I move forward, past chapels with gilded altars and deep red gladioluses and candles, painting of the Virgin, brass crucifixes. At the end of the aisle, there's an image of a dark-skinned Christ, arms stretched across a crucifix, wrapped in a purple loin cloth, and gold and brass stylized trees at the foot of the cross.Drawn in by the feeling of antiquity here, I think I'd like to know more about the history of Morelia; I leave the cathedral and head across Plaza Benito Juarez on the west side of the cathedral.

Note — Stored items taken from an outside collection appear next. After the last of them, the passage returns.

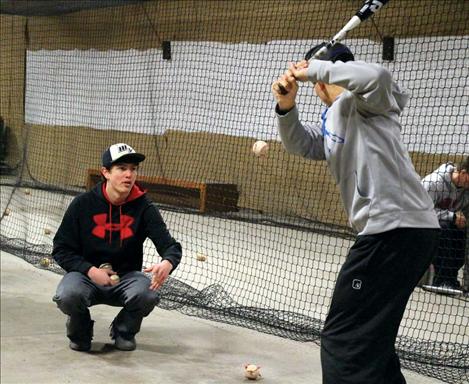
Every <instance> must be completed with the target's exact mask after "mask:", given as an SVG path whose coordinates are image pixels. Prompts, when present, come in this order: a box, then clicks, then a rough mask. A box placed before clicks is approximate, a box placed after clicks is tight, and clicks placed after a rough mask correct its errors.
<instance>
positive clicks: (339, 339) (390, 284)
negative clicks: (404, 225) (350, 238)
mask: <svg viewBox="0 0 469 384" xmlns="http://www.w3.org/2000/svg"><path fill="white" fill-rule="evenodd" d="M439 235H440V230H439V229H419V228H399V229H395V230H392V231H389V232H384V233H380V234H376V235H365V236H358V237H357V239H356V241H355V244H354V245H353V246H352V248H351V249H350V251H349V254H348V256H347V260H346V261H345V263H344V265H343V266H342V268H341V271H340V273H339V276H338V278H337V282H336V286H335V289H334V294H333V296H332V302H331V306H330V309H329V314H328V316H327V319H326V323H325V325H324V329H323V332H322V335H321V364H322V374H323V384H405V383H406V381H405V379H404V376H403V375H402V373H401V370H400V363H399V358H398V356H397V354H396V351H395V347H394V344H395V340H396V336H397V331H398V329H399V324H400V322H401V320H402V316H403V314H404V310H405V307H406V305H407V301H408V299H409V296H410V294H411V293H412V291H413V289H414V287H415V286H416V285H417V283H418V281H419V279H420V278H421V276H422V275H423V273H424V272H425V270H426V269H427V268H428V266H429V265H430V262H431V260H432V258H433V257H434V255H435V254H436V251H437V247H438V240H439Z"/></svg>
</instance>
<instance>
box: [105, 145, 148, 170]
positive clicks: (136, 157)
mask: <svg viewBox="0 0 469 384" xmlns="http://www.w3.org/2000/svg"><path fill="white" fill-rule="evenodd" d="M143 160H145V155H143V154H141V153H137V152H135V150H134V149H133V148H132V147H131V146H130V145H128V144H125V143H118V144H113V145H111V146H110V147H109V148H108V149H106V150H105V151H104V153H103V167H106V168H111V166H112V165H113V164H116V163H134V164H138V163H140V162H142V161H143Z"/></svg>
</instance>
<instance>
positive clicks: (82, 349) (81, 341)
mask: <svg viewBox="0 0 469 384" xmlns="http://www.w3.org/2000/svg"><path fill="white" fill-rule="evenodd" d="M93 325H94V321H93V320H89V319H86V318H85V321H82V320H81V319H78V320H77V319H76V318H73V319H72V318H71V317H70V316H69V317H68V318H67V324H66V326H67V336H68V338H69V339H70V343H69V347H70V349H73V350H74V351H79V352H88V351H89V350H90V349H91V340H92V339H93Z"/></svg>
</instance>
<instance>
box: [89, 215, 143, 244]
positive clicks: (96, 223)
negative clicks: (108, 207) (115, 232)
mask: <svg viewBox="0 0 469 384" xmlns="http://www.w3.org/2000/svg"><path fill="white" fill-rule="evenodd" d="M93 221H94V222H95V224H96V227H94V228H93V230H92V232H91V233H92V234H93V235H95V236H96V237H99V238H100V239H104V238H105V237H106V232H117V231H120V238H121V239H122V240H124V239H127V238H129V237H132V236H133V235H134V233H133V231H132V228H130V226H131V225H132V224H133V222H134V218H133V217H131V216H127V215H122V216H121V221H120V223H108V222H107V214H106V213H101V214H99V215H94V216H93Z"/></svg>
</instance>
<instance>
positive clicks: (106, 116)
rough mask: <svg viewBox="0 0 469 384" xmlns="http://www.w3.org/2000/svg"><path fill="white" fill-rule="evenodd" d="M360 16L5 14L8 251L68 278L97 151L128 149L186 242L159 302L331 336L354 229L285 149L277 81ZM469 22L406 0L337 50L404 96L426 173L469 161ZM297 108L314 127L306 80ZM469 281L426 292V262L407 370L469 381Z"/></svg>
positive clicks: (415, 321) (228, 4) (310, 88)
mask: <svg viewBox="0 0 469 384" xmlns="http://www.w3.org/2000/svg"><path fill="white" fill-rule="evenodd" d="M54 3H57V4H58V5H57V4H56V5H55V6H54ZM41 4H43V5H41ZM44 4H46V6H44ZM80 4H81V5H80ZM361 4H362V1H360V0H350V1H344V0H327V1H322V0H318V1H274V0H265V1H264V0H258V1H247V0H237V1H207V0H200V1H192V0H180V1H101V2H63V1H58V2H32V1H29V2H28V1H25V2H22V1H16V2H12V1H2V14H1V16H0V17H1V18H0V20H1V31H0V33H1V36H2V38H1V56H0V57H1V59H0V66H1V74H0V81H1V83H0V91H1V104H0V107H1V111H0V112H1V117H2V122H1V123H2V124H1V143H2V144H1V146H0V150H1V152H0V161H1V211H0V212H1V249H2V250H4V251H8V252H11V253H13V254H15V255H18V256H20V257H22V258H24V259H25V260H27V261H29V262H30V263H33V264H34V265H36V266H37V267H38V268H48V269H50V270H52V271H55V272H57V273H62V272H63V271H62V270H61V269H60V267H58V266H57V265H56V264H55V263H54V262H53V260H51V258H50V254H51V250H52V240H53V237H54V234H55V232H56V230H57V228H58V226H59V225H60V222H61V220H62V217H63V214H64V212H65V210H66V209H67V207H68V205H69V204H70V202H71V200H72V199H73V198H74V196H76V195H77V194H79V193H82V192H84V191H85V190H89V189H90V188H92V187H93V186H94V185H95V184H96V183H98V182H99V180H100V166H101V155H102V153H103V151H104V150H105V149H106V148H107V147H108V146H109V145H111V144H114V143H128V144H130V145H131V146H132V147H133V148H135V149H136V150H137V151H138V152H142V153H144V154H145V155H146V156H147V159H146V160H145V162H143V163H142V165H141V167H140V169H139V176H138V177H139V182H140V183H141V184H142V185H143V186H144V187H145V188H146V189H147V190H148V194H149V195H150V196H151V197H152V199H153V200H154V201H155V202H156V204H157V205H158V206H159V208H160V210H161V213H162V215H163V217H164V219H165V221H166V223H167V225H168V227H169V230H170V232H171V234H172V235H173V237H175V238H176V239H177V240H178V241H179V242H181V243H182V246H183V254H184V255H183V260H182V263H181V265H180V266H179V268H178V269H177V270H176V271H175V273H173V274H172V275H171V278H170V279H169V281H168V282H167V283H166V284H165V285H164V287H163V288H162V290H163V292H162V293H163V300H162V302H161V304H160V306H161V307H162V308H164V309H177V310H178V311H181V312H183V313H186V314H188V315H191V316H200V317H203V318H208V319H212V320H215V321H220V322H225V323H230V324H234V325H238V326H243V327H248V328H251V329H255V330H258V331H261V332H267V333H271V334H274V335H278V336H280V337H285V338H290V339H294V340H298V341H303V342H317V343H319V335H320V332H321V329H322V326H323V324H324V321H325V318H326V314H327V311H328V307H329V303H330V299H331V295H332V291H333V288H334V282H335V279H336V276H337V273H338V271H339V269H340V266H341V264H342V263H343V262H344V260H345V257H346V255H347V252H348V250H349V248H350V247H351V245H352V244H353V241H354V238H355V235H356V234H355V233H353V231H352V230H351V229H349V227H348V225H347V218H346V216H345V212H344V210H343V208H342V203H341V201H340V197H339V192H338V189H337V187H336V185H335V183H334V181H333V179H332V177H331V175H330V173H329V171H328V169H327V166H326V164H325V162H321V161H310V160H306V159H303V158H301V157H299V156H293V155H290V154H288V153H287V152H286V150H285V149H284V148H283V147H282V144H281V142H280V139H279V135H278V132H277V127H276V117H275V113H274V107H275V101H274V98H273V96H272V92H271V84H272V82H273V81H274V80H276V79H277V78H278V77H279V76H280V75H281V74H282V73H283V72H284V71H285V69H286V68H287V65H288V62H289V61H297V60H300V59H302V58H303V57H304V54H305V53H306V52H307V51H308V50H309V49H310V48H311V47H312V46H314V45H316V44H318V43H320V42H322V41H325V40H329V39H330V38H331V37H332V36H333V35H334V34H335V33H336V32H337V31H339V30H340V29H341V28H342V27H343V25H344V24H345V23H346V22H347V21H348V20H349V19H350V17H351V16H352V15H354V14H355V13H356V11H357V9H359V8H360V5H361ZM98 6H99V7H98ZM67 7H68V8H67ZM468 16H469V2H465V1H441V0H415V1H404V0H402V1H400V0H394V1H390V2H389V3H388V4H387V5H386V6H385V7H383V9H381V10H380V11H379V12H378V13H376V14H375V15H374V16H373V17H372V18H371V19H368V20H367V21H366V22H363V23H362V25H360V27H358V28H355V29H354V30H353V31H351V32H350V33H349V34H348V35H347V37H346V38H345V40H344V43H346V44H347V45H348V46H349V47H350V48H351V50H352V51H353V52H354V54H355V57H356V59H357V60H363V61H369V62H376V63H379V64H381V65H383V66H384V67H385V68H387V69H389V70H390V72H392V74H393V76H394V77H395V78H396V79H397V81H398V83H399V84H400V85H401V86H402V87H403V88H406V89H408V90H409V93H410V95H411V97H410V101H409V104H408V106H407V108H406V110H405V113H404V115H403V116H402V118H401V122H402V126H403V131H402V138H403V140H404V142H405V145H406V146H407V149H408V150H409V153H410V156H411V158H412V160H413V163H414V166H415V169H416V171H417V173H418V174H419V175H420V177H422V178H423V177H424V176H425V175H427V174H429V173H431V172H433V171H434V170H436V169H437V168H438V167H439V166H441V165H442V164H445V163H448V162H455V163H458V162H460V161H462V160H463V159H464V158H465V157H467V155H468V152H469V151H468V149H469V134H468V132H469V131H468V130H469V121H468V116H469V115H468V113H467V108H468V98H469V95H468V91H467V90H468V83H467V79H468V67H469V63H468V58H469V49H468V46H469V36H468V35H469V24H468V23H467V20H468ZM298 106H299V109H300V114H301V119H302V121H304V122H309V123H320V118H321V112H322V109H323V106H322V105H321V103H320V100H319V99H318V98H317V97H316V96H315V95H314V91H313V88H312V87H311V84H308V83H305V84H303V85H301V87H300V92H299V96H298ZM259 140H260V141H264V142H266V143H267V145H268V150H267V152H266V153H264V154H263V155H261V156H257V155H255V154H254V153H253V151H252V147H253V144H254V143H255V142H256V141H259ZM458 244H460V246H461V247H462V248H461V249H460V250H459V255H461V252H462V254H464V252H465V255H466V260H467V253H468V252H467V249H468V248H469V247H468V246H467V244H465V242H464V241H459V242H458ZM157 260H159V256H158V254H157V252H156V250H155V248H154V246H153V244H152V243H150V242H148V243H145V263H147V264H150V263H152V262H155V261H157ZM466 264H467V263H466ZM465 268H466V267H465V266H464V267H461V268H459V270H458V277H457V278H458V281H459V282H460V283H461V285H462V286H461V287H460V288H458V287H456V288H455V287H453V288H455V289H450V290H448V291H437V290H435V289H432V287H433V285H432V281H431V280H432V276H431V275H432V273H431V269H430V270H429V273H427V274H426V275H425V276H424V278H422V281H421V282H420V284H419V286H418V287H417V288H416V289H415V291H414V293H413V295H412V296H411V299H410V302H409V304H408V306H407V309H406V312H405V315H404V319H403V321H402V323H401V327H400V329H399V335H398V339H397V345H396V348H397V350H398V353H399V355H400V357H401V361H402V364H403V366H404V367H405V368H408V369H413V370H416V371H418V372H420V373H423V374H425V375H428V376H432V377H434V378H438V379H440V380H442V381H444V382H447V383H462V382H465V380H466V379H467V376H466V375H467V368H468V366H469V334H468V330H467V324H468V318H469V309H468V301H467V296H466V295H465V294H464V291H465V290H466V291H467V288H468V285H469V280H468V276H466V275H465V273H464V271H465V270H466V269H465ZM396 289H398V287H396Z"/></svg>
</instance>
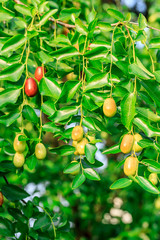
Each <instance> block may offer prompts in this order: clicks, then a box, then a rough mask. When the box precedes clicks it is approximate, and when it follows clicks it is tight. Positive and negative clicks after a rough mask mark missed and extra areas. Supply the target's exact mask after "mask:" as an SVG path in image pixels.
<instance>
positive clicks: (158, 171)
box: [140, 159, 160, 174]
mask: <svg viewBox="0 0 160 240" xmlns="http://www.w3.org/2000/svg"><path fill="white" fill-rule="evenodd" d="M140 163H143V164H145V165H146V166H148V170H149V171H150V172H154V173H158V174H159V173H160V164H159V163H158V162H156V161H155V160H151V159H144V160H142V161H141V162H140Z"/></svg>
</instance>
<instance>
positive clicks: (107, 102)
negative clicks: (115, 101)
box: [103, 98, 117, 117]
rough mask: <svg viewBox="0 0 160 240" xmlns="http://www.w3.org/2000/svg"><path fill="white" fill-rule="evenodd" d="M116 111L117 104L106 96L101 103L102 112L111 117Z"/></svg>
mask: <svg viewBox="0 0 160 240" xmlns="http://www.w3.org/2000/svg"><path fill="white" fill-rule="evenodd" d="M116 112H117V106H116V103H115V101H114V99H113V98H107V99H106V100H105V101H104V104H103V113H104V115H105V116H106V117H113V116H114V115H115V114H116Z"/></svg>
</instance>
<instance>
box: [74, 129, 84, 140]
mask: <svg viewBox="0 0 160 240" xmlns="http://www.w3.org/2000/svg"><path fill="white" fill-rule="evenodd" d="M82 138H83V128H82V127H81V126H75V127H74V128H73V130H72V139H73V140H74V141H78V142H79V141H81V140H82Z"/></svg>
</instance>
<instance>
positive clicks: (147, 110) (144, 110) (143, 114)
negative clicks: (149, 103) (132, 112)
mask: <svg viewBox="0 0 160 240" xmlns="http://www.w3.org/2000/svg"><path fill="white" fill-rule="evenodd" d="M136 112H137V113H138V114H139V115H141V116H142V117H145V118H147V119H148V120H150V121H152V122H159V121H160V116H158V115H157V114H155V113H154V112H152V111H151V110H150V109H147V108H142V107H137V108H136Z"/></svg>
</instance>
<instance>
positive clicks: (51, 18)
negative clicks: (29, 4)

Plaza Presidente Juarez is a pleasant park with manicured ficus trees, towering feathery-leafed jacaranda trees and poinciana trees with bright orange blossoms. Couples stroll along broad walkways past sparkling fountains, a gazebo, a man in a wheelchair operating a newsstand. Others sit on stone benches. Trolley buses wait for their next load of tourists while teenagers in gray school uniforms and backpacks cross the plaza.
Two old Indian women with heavy square faces walk by, both carrying heavy loads wrapped in large dark blue rebozo shawls with yellow stripes. One stops while the other adjusts her load, then they both walk on. I continue toward the Museo Regional Michoacana.